Les poissons font l'objet de dispositions juridiques précisant leurs dénominations de vente. Ces dernières sont liées aux noms scientifiques et permettent, d'une part, d'uniformiser les appellations utilisées sur l'ensemble du territoire et, d'autre part, d'éviter l'emploi de vocables trompeurs ou pouvant prêter à confusion dans l'esprit du consommateur. Les bonnes intentions des règlements ou des usages surprennent cependant quelquefois. La dénomination « Saumon Atlantique » est indépendante du lieu de pêche ou d’élevage et correspond à l’espèce de poisson Salmo salar ! La « saumonette » n’est pas un « petit saumon », mais une portion de requin vendu à l’état pelé (cf. arrêté du 16 mars 1982 et BID 2002, n° 12, p. 18). Les « goujonnettes », déshonnêtes, ne sont en rien les juvéniles rejetons du goujon, mais des filets de sole (ou autre) coupés en petits bâtonnets émincés en biais, singeant ainsi la forme du goujon. D’autres dénominations, comme « Truite », font l'objet de précisions complémentaires (cf. Les 100 meilleurs Musées Gastronomiques de France et autres lieux gourmands, Jean-Paul Branlard, Ed. Grancher, page 277-279).
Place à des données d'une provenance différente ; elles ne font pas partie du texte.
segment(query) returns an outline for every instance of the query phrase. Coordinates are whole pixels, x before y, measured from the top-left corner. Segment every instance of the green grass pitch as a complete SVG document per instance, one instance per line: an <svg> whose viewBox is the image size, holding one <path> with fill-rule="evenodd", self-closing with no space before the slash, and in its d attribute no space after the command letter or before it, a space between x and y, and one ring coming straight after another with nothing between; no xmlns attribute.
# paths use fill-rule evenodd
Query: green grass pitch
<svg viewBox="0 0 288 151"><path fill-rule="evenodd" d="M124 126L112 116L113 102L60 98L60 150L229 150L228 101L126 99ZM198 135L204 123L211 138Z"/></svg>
L’étiquette « Truite saumonée » se réserve, selon les usages loyaux du commerce, aux truites sauvages se nourrissant de crustacés et de crevettes, dotées de ce fait de qualités gastronomiques particulières (dixit la Cour de cassation). La coloration rose de leur chair s’acquiert au moyen de cette alimentation particulière. En application de cette doctrine, les truites de pisciculture, dont la coloration rose de la chair s’obtient au moyen d'une nourriture supplémentée en canthaxanthine, pigment xanthophylle dont l'incorporation aux aliments pour truites et saumons est légalement autorisée, ne devraient pas bénéficier de la dénomination. Mais, comme il n’est guère possible de déterminer par analyse si les pigments présents dans la chair du poisson proviennent d'une source naturelle ou bien d'une supplémentation de l'alimentation (les molécules obtenues par synthèse étant identiques aux naturelles), l'usage de la dénomination « truite saumonée » est administrativement admis (NS DGCCRF no 5360) pour les truites d'élevage dont la coloration rose de la chair s’obtient au moyen d'une supplémentation colorante de la nourriture animale.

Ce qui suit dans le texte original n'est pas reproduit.